Blackfoot Valley Dispatch - The Blackfoot Valley's News Source Since 1980

By Hope Quay 

BPSW tourism award reflects community impacts seen by local businesses


Roger Dey

The Sculpture in the Wild Heritage and Cultural Tourism award sits on a step at 'Gateway of Change', a sculpture by Jorn Ronnau of Denmark that symbolizes change and aspirations.

In a nod to Blackfoot Pathways: Sculpture in the Wild's cultural and economic impact, the Montana Office of Tourism and Business Development recently awarded the sculpture park their Heritage and Cultural Tourism award.

In the award's wake, local business owners reflected on the park's impact on tourism commerce in Lincoln.

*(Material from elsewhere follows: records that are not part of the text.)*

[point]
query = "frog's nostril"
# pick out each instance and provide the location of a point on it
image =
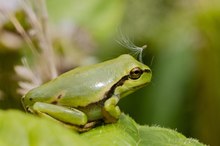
(147, 70)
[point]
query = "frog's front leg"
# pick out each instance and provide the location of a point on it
(64, 114)
(113, 111)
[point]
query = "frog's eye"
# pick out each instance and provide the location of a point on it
(135, 73)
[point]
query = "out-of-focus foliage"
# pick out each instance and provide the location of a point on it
(183, 52)
(30, 130)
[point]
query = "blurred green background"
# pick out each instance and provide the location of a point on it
(183, 39)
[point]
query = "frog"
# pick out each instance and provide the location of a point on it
(84, 96)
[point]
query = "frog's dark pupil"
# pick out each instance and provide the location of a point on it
(135, 73)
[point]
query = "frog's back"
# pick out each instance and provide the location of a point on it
(83, 85)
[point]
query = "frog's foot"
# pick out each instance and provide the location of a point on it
(111, 111)
(63, 114)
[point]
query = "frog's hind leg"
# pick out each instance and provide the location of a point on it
(70, 116)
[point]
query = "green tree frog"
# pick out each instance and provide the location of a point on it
(86, 95)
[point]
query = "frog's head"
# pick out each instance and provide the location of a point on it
(136, 76)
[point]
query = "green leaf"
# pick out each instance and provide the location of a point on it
(17, 128)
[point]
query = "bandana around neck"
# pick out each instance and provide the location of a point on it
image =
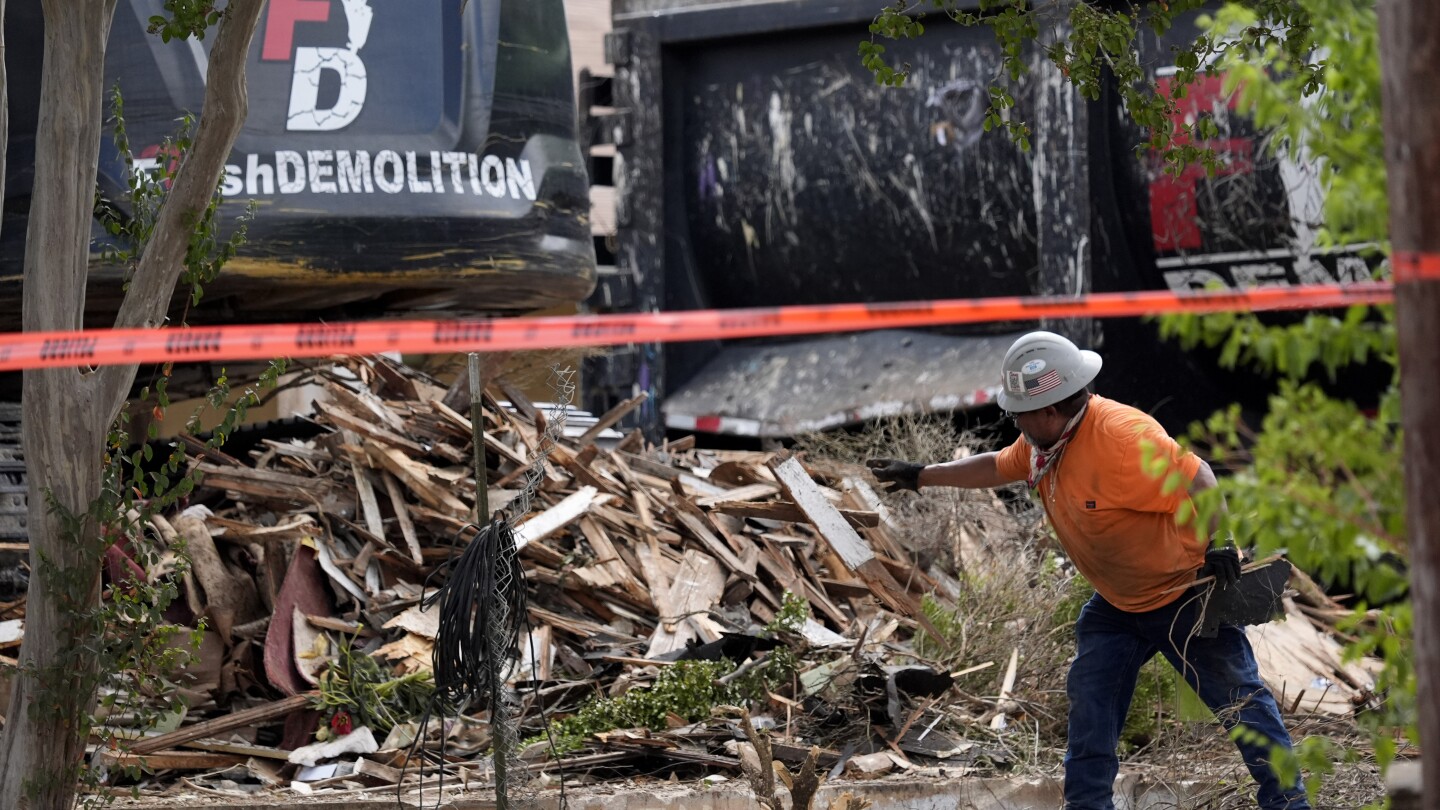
(1043, 460)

Laurie Richards, who owns the Wheel Inn Bar, provides BPSW brochures on the tables in her business and often steers travelers to Sculpture in the Wild. She said the park has generated business for her and her family.

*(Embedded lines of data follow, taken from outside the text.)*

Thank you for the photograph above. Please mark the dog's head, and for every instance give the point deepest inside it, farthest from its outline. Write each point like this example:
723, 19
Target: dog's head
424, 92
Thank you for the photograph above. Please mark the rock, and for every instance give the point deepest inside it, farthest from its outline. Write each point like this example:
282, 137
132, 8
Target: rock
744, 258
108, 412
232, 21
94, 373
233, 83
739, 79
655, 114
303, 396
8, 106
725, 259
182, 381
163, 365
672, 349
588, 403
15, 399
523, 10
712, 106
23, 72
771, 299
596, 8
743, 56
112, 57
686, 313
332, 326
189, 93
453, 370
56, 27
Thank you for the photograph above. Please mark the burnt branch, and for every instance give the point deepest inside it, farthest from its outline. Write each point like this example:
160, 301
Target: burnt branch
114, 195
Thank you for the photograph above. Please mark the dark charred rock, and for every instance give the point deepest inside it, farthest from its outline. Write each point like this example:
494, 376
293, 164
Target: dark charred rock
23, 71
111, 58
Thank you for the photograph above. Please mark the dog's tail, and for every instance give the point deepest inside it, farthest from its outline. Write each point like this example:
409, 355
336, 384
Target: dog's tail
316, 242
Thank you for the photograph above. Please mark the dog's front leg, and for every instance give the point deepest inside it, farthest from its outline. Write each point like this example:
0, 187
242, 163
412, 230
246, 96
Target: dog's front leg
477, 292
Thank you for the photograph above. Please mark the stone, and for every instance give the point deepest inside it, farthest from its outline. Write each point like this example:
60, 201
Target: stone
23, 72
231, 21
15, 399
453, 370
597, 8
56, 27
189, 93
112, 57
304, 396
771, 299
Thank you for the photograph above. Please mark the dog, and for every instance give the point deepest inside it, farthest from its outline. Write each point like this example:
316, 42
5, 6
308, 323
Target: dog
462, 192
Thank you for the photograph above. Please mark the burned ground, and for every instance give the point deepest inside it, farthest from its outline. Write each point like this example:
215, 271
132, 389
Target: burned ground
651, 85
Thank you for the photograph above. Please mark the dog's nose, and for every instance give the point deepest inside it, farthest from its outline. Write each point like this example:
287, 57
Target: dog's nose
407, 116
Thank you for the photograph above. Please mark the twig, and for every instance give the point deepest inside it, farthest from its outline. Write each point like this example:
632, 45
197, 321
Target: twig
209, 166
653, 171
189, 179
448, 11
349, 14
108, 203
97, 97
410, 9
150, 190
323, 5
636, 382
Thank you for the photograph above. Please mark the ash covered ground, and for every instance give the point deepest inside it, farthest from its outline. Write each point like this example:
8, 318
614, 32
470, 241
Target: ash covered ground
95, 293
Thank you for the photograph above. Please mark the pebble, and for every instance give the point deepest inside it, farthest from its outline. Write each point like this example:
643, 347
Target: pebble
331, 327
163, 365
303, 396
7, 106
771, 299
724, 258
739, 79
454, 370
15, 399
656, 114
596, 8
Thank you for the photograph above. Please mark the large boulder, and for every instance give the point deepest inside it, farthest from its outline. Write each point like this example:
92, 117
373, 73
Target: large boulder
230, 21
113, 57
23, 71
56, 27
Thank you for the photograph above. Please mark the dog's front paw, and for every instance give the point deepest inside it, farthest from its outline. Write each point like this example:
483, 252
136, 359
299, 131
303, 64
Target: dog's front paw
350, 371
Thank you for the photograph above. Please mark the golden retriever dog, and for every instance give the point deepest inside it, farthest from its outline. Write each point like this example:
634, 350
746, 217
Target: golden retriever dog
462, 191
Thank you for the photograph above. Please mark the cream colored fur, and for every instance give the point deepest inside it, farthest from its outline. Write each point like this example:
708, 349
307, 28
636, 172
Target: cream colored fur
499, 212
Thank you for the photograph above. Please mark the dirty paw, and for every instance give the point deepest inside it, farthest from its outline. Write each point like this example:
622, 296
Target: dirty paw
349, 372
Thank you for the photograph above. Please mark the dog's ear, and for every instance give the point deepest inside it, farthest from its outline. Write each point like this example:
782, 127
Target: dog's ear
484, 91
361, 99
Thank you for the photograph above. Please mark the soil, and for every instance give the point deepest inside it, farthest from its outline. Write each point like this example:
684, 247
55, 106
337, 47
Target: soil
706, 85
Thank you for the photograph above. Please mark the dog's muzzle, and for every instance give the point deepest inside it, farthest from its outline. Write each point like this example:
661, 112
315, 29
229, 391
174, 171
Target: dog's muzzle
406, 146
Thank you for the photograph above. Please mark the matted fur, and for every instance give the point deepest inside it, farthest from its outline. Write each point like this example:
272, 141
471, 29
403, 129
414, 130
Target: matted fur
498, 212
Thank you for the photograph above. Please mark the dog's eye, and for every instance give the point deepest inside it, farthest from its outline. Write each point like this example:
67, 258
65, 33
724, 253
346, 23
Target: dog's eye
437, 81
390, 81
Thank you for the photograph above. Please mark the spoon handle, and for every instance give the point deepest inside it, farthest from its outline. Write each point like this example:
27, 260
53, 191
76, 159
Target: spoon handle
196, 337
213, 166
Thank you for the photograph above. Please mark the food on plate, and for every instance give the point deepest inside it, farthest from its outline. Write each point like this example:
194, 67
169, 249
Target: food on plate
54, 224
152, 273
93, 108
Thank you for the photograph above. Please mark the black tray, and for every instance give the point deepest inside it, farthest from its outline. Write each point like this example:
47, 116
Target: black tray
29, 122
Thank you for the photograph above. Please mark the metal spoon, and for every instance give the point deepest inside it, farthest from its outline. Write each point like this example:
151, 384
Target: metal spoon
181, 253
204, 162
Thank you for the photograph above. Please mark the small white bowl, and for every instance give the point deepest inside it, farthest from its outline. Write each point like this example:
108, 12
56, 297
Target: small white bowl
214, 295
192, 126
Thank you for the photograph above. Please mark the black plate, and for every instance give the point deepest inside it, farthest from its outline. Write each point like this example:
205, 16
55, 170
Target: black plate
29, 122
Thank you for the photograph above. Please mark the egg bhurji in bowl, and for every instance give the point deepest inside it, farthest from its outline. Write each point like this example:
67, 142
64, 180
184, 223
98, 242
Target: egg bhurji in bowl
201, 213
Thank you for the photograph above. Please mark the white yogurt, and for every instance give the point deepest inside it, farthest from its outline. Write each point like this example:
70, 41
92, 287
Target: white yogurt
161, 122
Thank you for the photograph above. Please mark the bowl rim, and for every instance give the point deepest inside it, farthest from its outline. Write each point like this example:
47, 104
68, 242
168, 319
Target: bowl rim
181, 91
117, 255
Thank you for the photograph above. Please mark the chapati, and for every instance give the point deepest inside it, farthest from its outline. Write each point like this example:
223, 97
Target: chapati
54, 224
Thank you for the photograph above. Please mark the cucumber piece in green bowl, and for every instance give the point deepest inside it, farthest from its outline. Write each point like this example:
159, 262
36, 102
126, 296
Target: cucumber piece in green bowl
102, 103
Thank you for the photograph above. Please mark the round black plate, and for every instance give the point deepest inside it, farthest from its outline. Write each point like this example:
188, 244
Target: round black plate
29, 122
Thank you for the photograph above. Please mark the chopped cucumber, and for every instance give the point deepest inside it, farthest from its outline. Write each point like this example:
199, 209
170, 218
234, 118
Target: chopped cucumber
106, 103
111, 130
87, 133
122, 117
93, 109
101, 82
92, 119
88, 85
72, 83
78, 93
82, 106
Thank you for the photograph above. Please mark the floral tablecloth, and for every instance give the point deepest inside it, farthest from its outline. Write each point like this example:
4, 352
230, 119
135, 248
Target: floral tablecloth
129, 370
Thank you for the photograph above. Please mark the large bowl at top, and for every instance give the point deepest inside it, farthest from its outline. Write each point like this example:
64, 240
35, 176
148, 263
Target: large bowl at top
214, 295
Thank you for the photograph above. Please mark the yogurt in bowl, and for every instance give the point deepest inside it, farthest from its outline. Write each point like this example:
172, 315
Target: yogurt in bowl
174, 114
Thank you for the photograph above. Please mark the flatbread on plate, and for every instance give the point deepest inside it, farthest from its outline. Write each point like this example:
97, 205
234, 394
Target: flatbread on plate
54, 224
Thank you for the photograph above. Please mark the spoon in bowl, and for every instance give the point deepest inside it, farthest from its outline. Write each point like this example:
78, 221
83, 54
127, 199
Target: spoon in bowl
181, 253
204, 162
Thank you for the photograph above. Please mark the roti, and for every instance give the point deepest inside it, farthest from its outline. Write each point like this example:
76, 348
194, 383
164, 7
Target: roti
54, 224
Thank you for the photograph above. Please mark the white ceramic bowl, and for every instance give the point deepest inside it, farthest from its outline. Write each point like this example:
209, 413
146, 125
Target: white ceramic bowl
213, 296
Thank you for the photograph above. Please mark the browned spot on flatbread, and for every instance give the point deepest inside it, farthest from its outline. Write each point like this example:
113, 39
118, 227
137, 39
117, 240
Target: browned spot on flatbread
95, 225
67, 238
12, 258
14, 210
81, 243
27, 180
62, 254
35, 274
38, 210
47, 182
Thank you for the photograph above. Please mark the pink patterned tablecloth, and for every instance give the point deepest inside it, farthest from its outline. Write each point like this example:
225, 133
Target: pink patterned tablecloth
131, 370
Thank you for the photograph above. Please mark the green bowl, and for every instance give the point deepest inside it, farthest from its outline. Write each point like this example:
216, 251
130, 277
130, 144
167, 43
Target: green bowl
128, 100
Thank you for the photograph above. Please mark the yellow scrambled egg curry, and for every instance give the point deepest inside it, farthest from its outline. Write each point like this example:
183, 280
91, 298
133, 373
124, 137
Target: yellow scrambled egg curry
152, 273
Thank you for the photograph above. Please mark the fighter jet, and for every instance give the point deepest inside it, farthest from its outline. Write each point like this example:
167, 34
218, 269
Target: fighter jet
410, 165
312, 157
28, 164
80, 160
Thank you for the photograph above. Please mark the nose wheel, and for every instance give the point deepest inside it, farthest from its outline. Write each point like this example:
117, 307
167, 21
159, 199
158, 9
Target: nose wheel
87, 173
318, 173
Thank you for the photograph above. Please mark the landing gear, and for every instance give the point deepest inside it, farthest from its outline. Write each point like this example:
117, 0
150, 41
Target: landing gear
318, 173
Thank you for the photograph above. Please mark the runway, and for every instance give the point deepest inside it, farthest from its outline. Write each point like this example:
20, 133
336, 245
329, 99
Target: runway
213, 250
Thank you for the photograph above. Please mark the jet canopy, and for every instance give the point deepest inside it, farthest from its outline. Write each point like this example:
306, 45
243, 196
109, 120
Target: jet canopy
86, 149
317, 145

"I have had people come into my business and say they're headed for the Sculpture Park," said Richards, who remembers one family who visited last fall came to Lincoln specifically to take costumed Halloween photos in Patrick Dougherty's sculpture, "Tree Circus."

Richards believes Sculpture in the Wild to be one of Lincoln's most valuable tourism assets.

"I think it's just going to keep getting bigger, and I think this award is huge. To even be in the three finalists is just amazing," she said.

Sportsman Hotel owner Dick Birkholz said he supports the park, although visitors to the park haven't generated him any revenue that he's aware of. Birkholz thinks that as Sculpture in the Wild grows in acclaim and recognition, it can only help the Lincoln economy.

"I send a lot of people out there," he said. "I think it will become a really good deal. I was on the Board of the Chamber of Commerce when [co-founder] Rick Dunkerley came in with the idea for the park, and I said 'yeah!'

"The Chamber of Commerce needs to support anybody who has any idea to bring people into town, and help them with it. I think the park, the Arts Council and the people working on stuff around here – they're bringing a lot in. They're doing some good work. This is big stuff, for this little town."

Pit Stop Restaurant owner Jill Frisbee said she has noticed increasing interest in the park since its inception in 2014.

"People are coming, and it's more every year," she said. "I've only ever heard positive things about the park from people coming through town. Anything negative I've heard, it's usually from someone local, and they usually haven't been out to see it."

Frisbee said it's not uncommon for people to drive to Lincoln for an afternoon, visit the park, then stop in to her restaurant, located on the east end of town, for a meal.

BPSW was chosen as a finalist for the Tourism award thanks to around thirty nominations and beat out fellow nominees The Archie Bray Foundation of Helena, and The Montana Chainsaw Carving Competition in Libby.

"We had several nominations from Lincoln, and actually several from people all over the world who saw how to nominate us on Facebook," BPSW President Becky Garland told the BVD.

The Lincoln Valley Chamber of Commerce was amongst those who wrote in to nominate Sculpture in the Wild. Richards, who's also the LVCC President, said she composed the nomination letter with the help of her daughter-in-law, Jackie Daniel.

"The Lincoln Valley Chamber of Commerce proudly supports the Blackfoot Pathways: Sculpture in the Wild," the nomination letter read. "BPSW offers a unique art experience that changes with the seasons and celebrates the rich cultural, environmental and industrial history of the Blackfoot Valley...BPSW has brought such a positive economic impact to our community."

In addition to the nomination, Richards said the Chamber has contributed financially to the park in the past and is currently a participant in the park's "Three Year Donor" program, which pledges $2500 per year for three years.

Garland reasons the award can only bring more visitors to Lincoln.

"I'm sure we will now have a presence, maybe a picture of the park, on the Visit Montana website," she said. "Just the fact that our peers and the people at the Tourism Office saw their way to giving us the award...that was just great."

"I think people are going to hear about us more, and they're going to see that we got this tourism award, and if they haven't already been to the Sculpture Park they will be curious and want to go to it," Richards agreed. "Any recognition is great for Lincoln."